Кормушка с грохотом распахнулась.

− Почему Вы не соблюдаете режим?

Паутов молча покосился на дверь. Действительно, какой-то мелкий начальничек. Как он и предполагал.

− Почему Вы не соблюдаете режим? − повторил свой вопрос вертухай.

− Я отказываюсь соблюдать режим, − после паузы нехотя выдавил из себя Паутов. Молчать, когда человек тебя вежливо спрашивает, было всё же выше его сил. Воспитаньице-с, тудыть его в качель! В генах уже. Даже в такой, не располагающей вроде бы к политесам обстановочке. Во бред-то!

− И что нам делать?

− Делайте, что положено в таких случаях по инструкции, − удивлённо посмотрел на кормушку Паутов. − Сажайте меня в карцер или что там у вас положено?

− Вы что, нас провоцируете?

− Да ничего я не провоцирую!

− Нет, Вы провоцируете!

− В общем, я отказываюсь соблюдать режим. Делайте, что хотите!

Кормушка с лязгом захлопнулась.

Паутов раздражённо заворочался на шконке.

Ну, что за пидорасы! У человека сухая голодовка, сидит он в каком-то, блядь, шкафу без окон, где даже шагу ступить негде, и ему еще и одеялом укрываться запрещают! Вот мелочь, вроде, а на самом деле весьма существенное неудобство. Спать, например, решительно невозможно. Холодно тут, да и вообще… И что же я, скажите на милость, должен целыми днями делать? В потолок плевать? Ворон считать? Тогда хоть окно сделайте! В общем, пошли вы в пизду с вашими режимами! Демоны.

Тоска, дикая, отчаянная, смертная! подкатила вдруг под горло. И так внезапно, что захватила врасплох. Коршуном чёрным вцепилась в сердце. Он обвёл глазами камеру. Металл да бетон. Решётки да глазки. Всё серое, унылое, казённое… Охранники чужие и равнодушные за дверью… Что-то там сейчас дома у него делается? Есть же ведь он ещё, этот дом? Увидит ли он его когда-нибудь? Или это всё уже где-то там, в другой жизни осталось? За горизонтом?.. Улететь бы туда сейчас! Умчаться!.. Хоть бы один ещё только раз его увидеть, дом свой! Один разочек!! Один-единственный!!!

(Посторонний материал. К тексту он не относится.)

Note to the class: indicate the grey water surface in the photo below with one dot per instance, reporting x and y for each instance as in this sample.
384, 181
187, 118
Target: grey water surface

Паутов схватил свой пакет, достал оттуда, торопясь, бумагу и ручку и быстро стал писать.

 

 

Ангел грешный, ангел мой!

Захвати меня с собой,

Унеси меня домой,

Там сокрой.

 

Над широкою рекой,

Над текучею водой

Ты мне песенку пропой,

Успокой.

 

Что, мол, горе не беда,

Что надежда есть всегда,

И от кривды нет вреда

Иногда.

 

Что, мол, скоро, скоро, брат!

Мы прибудем в дивный град,

Где нам всякий будет рад −

Прямо в ад!

 

 

− Охуеть!.. − пробормотал он, перечитав стихотворение. − В жизни никогда стихов не писал. Даже в юности, когда все пишут… Охуеть!

Снова какой-то лязг в двери. Кормушка опять распахнулась. Блядь! И чего не отъебутся?! И не лень ведь!.. Неймётся прямо!..

Паутов не спеша перевернул листок, положил его на шконку, встал и подошёл к кормушке. Ну, точно! Ещё один начальник. О-о, подполковник!.. Их тут, по ходу, как собак нерезаных. Тоже, что ль, уговаривать меня пришёл? Под одеялом не лежать?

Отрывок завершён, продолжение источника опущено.